Die meisten Menschen sind harmoniebedürftig. Dazu gehört, dass wir die ehrliche Konfrontation mit anderen meist vermeiden. Denn sie kann einen Graben zwischen zwei Menschen aufreißen. Wer ein ehrliches, negatives Feedback bekommt, kann dies als Ablehnung empfinden, und das tut weh. So ging es auch mir, als meine Freundin sagte, sie habe keine Kapazität für die Freundschaft mit mir. Sie bat um Verständnis, und ich wollte mir nicht anmerken lassen, wie sehr mich das mitnimmt.

Je nach Persönlichkeit reagieren wir unterschiedlich auf negatives Feedback: entweder mit Rückzug oder mit Angriff. Einmal wollte ich einer Freundin sagen, dass mich eine Reaktion von ihr verletzt hatte, aber sie konnte damit nicht umgehen. Statt mit Betroffenheit reagierte sie mit einem Frontalangriff in dem Sinne: „So, und jetzt erzähl ich dir mal, wo du mich verletzt hast …“ Am Ende war der Graben zwischen uns gefühlt noch größer.

Doch warum ist es oft so schwierig, mit ehrlichem Feedback umzugehen?

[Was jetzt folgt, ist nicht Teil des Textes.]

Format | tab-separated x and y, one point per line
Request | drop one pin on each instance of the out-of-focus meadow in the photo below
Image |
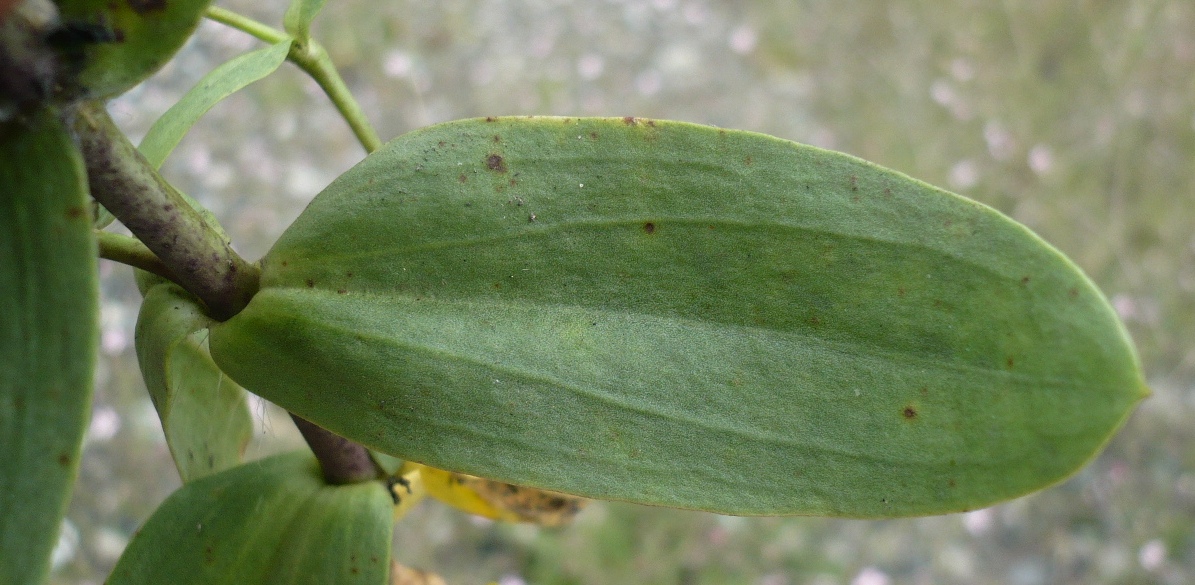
1074	117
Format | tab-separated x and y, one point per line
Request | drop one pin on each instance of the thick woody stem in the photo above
127	185
342	460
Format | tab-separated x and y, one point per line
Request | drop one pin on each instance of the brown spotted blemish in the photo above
495	162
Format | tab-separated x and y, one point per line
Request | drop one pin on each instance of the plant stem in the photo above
312	59
130	251
126	184
342	460
246	24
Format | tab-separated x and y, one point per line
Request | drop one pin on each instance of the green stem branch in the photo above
126	184
130	251
312	59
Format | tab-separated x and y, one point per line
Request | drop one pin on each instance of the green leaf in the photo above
128	39
203	413
681	315
48	333
268	522
299	17
225	80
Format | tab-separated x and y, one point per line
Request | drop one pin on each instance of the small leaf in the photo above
203	413
127	41
48	333
225	80
498	500
268	522
681	315
299	17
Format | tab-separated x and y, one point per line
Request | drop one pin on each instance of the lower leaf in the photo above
267	522
49	301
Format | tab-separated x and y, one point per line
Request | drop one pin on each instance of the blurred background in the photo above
1074	117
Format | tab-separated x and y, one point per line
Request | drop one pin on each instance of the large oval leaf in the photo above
268	522
682	315
203	413
49	301
121	43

Verletzung des Selbstbildes

Ehrliche Rückmeldungen, insbesondere wenn sie negativ sind, können unser Selbstwertgefühl erschüttern. Denn Ehrlichkeit bringt mitunter unangenehme Wahrheiten ans Licht und zwingt uns, uns mit Aspekten unserer Persönlichkeit oder unserer Lebensumstände auseinanderzusetzen, die wir lieber ignorieren oder schönreden würden.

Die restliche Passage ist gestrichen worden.